L’incontro quotidiano lungo la strada per la scuola
Ogni mattina era lì, sempre nello stesso punto, lungo la strada che portava a scuola. Piccolissimo, con il corpo leggero e l’energia di chi ha appena iniziato a scoprire il mondo. Non serviva fermarsi a lungo per capire che non si trattava di un cucciolo qualunque.
C’era qualcosa di particolare nei suoi occhi, uno sguardo luminoso che attirava immediatamente l’attenzione. Sembrava aspettare, senza agitazione, come se quel tratto di strada facesse parte della sua routine quotidiana. La sua presenza era diventata un’abitudine silenziosa, un appuntamento involontario che si ripeteva ogni mattina.
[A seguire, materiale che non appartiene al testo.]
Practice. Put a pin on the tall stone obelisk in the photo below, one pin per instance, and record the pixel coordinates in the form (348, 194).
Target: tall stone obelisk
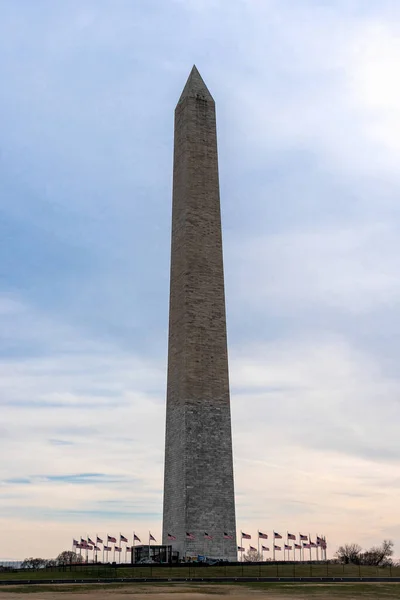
(198, 478)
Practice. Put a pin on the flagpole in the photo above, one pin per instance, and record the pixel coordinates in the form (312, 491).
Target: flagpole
(287, 543)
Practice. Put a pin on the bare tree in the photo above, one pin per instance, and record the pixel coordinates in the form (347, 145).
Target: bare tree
(349, 553)
(68, 558)
(33, 563)
(252, 556)
(379, 556)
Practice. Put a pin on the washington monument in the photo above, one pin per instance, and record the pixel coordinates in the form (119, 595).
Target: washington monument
(199, 501)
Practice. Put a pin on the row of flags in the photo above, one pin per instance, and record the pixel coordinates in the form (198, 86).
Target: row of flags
(285, 547)
(89, 543)
(305, 540)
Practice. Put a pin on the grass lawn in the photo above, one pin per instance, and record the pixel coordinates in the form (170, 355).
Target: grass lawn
(241, 591)
(265, 570)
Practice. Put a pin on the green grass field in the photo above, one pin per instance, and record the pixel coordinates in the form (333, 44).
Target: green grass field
(345, 591)
(245, 570)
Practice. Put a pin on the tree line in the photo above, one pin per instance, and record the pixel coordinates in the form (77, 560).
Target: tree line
(377, 556)
(64, 558)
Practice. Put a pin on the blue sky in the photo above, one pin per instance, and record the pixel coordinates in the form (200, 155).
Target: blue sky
(309, 128)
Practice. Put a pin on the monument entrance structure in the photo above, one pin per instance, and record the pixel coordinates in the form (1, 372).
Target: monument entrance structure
(199, 503)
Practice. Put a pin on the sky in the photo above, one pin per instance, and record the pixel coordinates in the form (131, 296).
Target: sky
(308, 113)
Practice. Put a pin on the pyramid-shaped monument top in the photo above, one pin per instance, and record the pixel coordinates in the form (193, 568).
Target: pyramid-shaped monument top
(195, 87)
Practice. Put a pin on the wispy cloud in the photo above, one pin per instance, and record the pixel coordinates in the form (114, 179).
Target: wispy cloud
(308, 118)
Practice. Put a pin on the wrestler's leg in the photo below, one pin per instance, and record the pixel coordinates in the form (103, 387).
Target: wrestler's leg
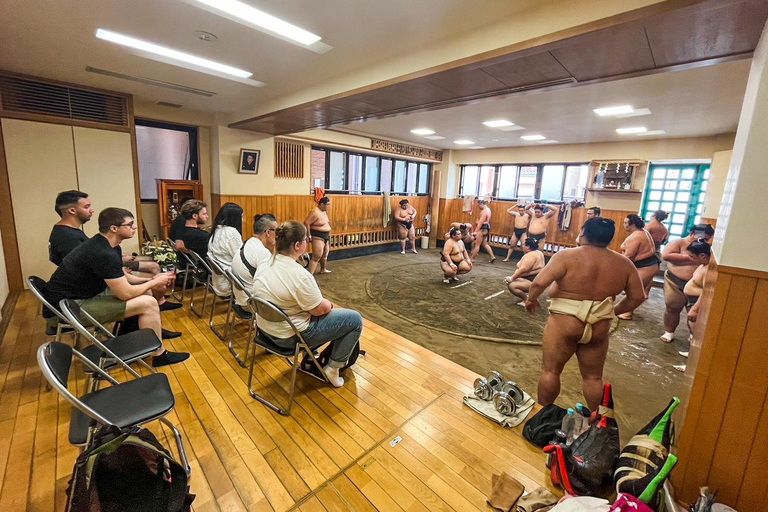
(558, 345)
(448, 271)
(412, 238)
(317, 253)
(674, 300)
(324, 258)
(512, 246)
(519, 288)
(402, 235)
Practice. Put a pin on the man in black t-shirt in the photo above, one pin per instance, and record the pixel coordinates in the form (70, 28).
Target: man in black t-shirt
(74, 208)
(92, 274)
(194, 238)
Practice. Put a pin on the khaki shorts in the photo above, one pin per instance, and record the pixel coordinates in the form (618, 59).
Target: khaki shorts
(104, 308)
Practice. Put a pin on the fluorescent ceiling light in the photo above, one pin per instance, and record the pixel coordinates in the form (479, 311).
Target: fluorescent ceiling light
(633, 129)
(138, 44)
(263, 20)
(498, 123)
(613, 111)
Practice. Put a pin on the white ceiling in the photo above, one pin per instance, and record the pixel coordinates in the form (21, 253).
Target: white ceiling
(696, 102)
(55, 39)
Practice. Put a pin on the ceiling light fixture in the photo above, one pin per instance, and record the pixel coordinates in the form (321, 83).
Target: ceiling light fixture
(498, 123)
(263, 20)
(631, 130)
(613, 111)
(175, 55)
La coda mancante e una fiducia senza paura
La coda quasi non c’era più. Un dettaglio evidente, ma che non sembrava minimamente condizionarlo. Correva dietro alle foglie spinte dal vento, si rotolava nella terra, esplorava ogni angolo con una naturalezza disarmante.
Non conosceva la paura. Ogni movimento era guidato dalla curiosità, ogni gesto raccontava una fiducia totale verso ciò che lo circondava. Era come se il mondo, per lui, fosse ancora un luogo sicuro, tutto da provare e da annusare.
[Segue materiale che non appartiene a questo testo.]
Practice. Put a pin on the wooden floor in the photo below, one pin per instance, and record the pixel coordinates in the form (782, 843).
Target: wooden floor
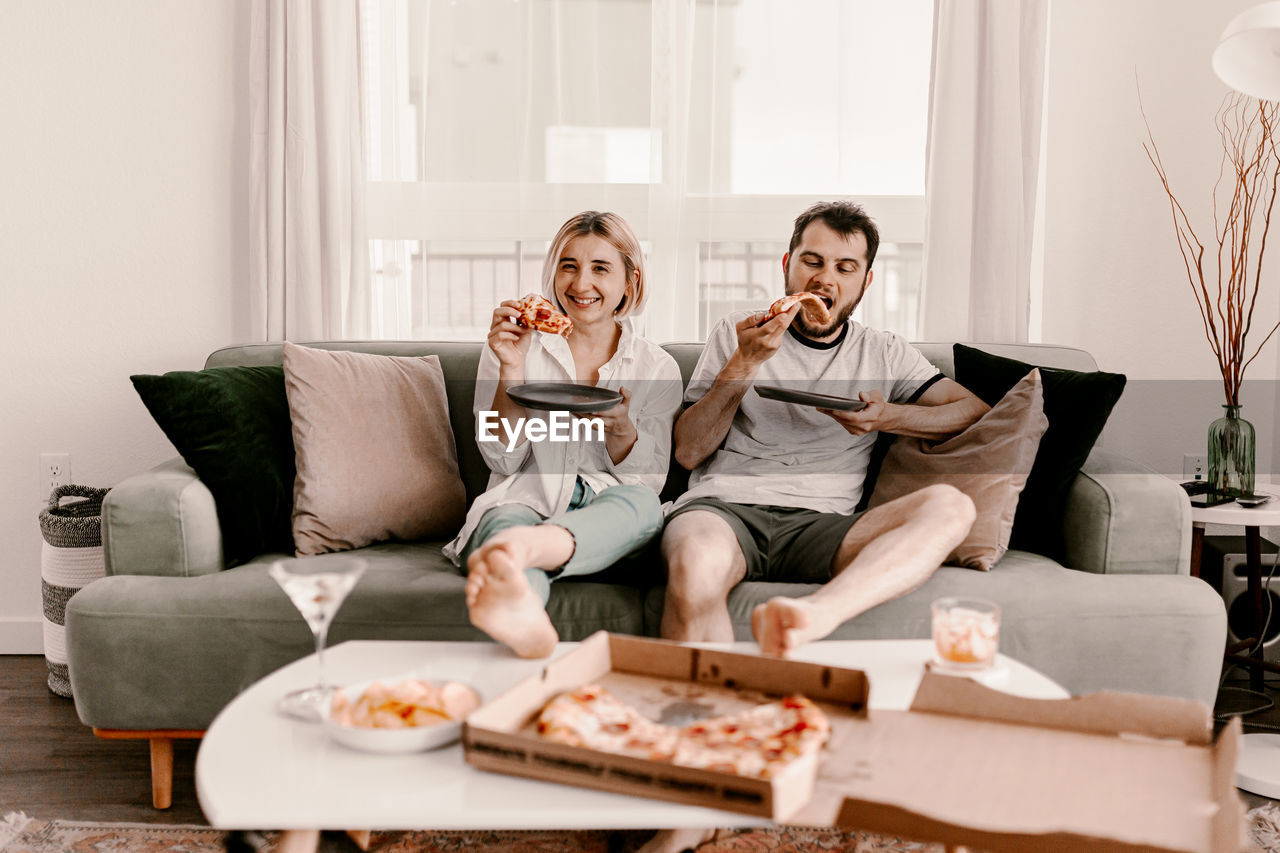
(53, 766)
Quel cucciolo viveva il presente con un’intensità rara, trasformando un marciapiede qualunque in un terreno di gioco.
Un’attesa silenziosa che non passava inosservata
Col passare dei giorni, quella presenza fissa ha iniziato a farsi notare sempre di più. Non chiedeva nulla, non si avvicinava con insistenza. Era semplicemente lì.
In quella calma fiduciosa c’era qualcosa che colpiva più di mille richieste di attenzione. Un cucciolo senza coda, con occhi pieni di luce, capace di lasciare un segno profondo solo restando fermo ad aspettare, ogni mattina, nello stesso punto della strada.